Tips on Saying Goodnight to Insomnia
- insomnia, trouble sleeping
For Your Good Health…
Tips on saying goodnight to insomnia
What is “enough” sleep?
Enough is whatever makes you feel fit and alert the next day. Most people can recall feeling quite well on six or seven hours sleep occasionally – or listless and headachy after nine. Most of us though need more than six hours of uninterrupted sleep.
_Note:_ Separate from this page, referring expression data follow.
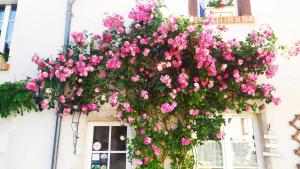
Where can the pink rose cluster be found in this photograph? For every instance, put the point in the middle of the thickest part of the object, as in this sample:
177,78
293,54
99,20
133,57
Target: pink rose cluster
114,21
143,12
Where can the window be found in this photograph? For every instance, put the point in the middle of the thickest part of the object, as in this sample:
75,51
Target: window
198,8
7,20
107,148
237,150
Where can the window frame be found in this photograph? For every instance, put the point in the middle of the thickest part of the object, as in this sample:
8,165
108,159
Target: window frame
226,148
5,23
243,8
89,142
Do you need less sleep as you get older?
It’s a myth that the older you get, the less sleep you need. As you get older, you need as much sleep as ever, but you sleep less soundly and tend to fragment your sleep. Sometimes this turns into chronic insomnia, which leaves you with “sleep debt” and puts you at risk for car crashes and other mishaps, daytime drowsiness, and burning eyes. It can muddy your thinking and interfere with your life.
Is there such a thing as too much sleep?
You may have read that sleeping more than eight hours is a bad sign. And, indeed, sleeping a lot may be a sign of some underlying illness. But researchers have never been able to explain why some people feel fine on less sleep and some people need more.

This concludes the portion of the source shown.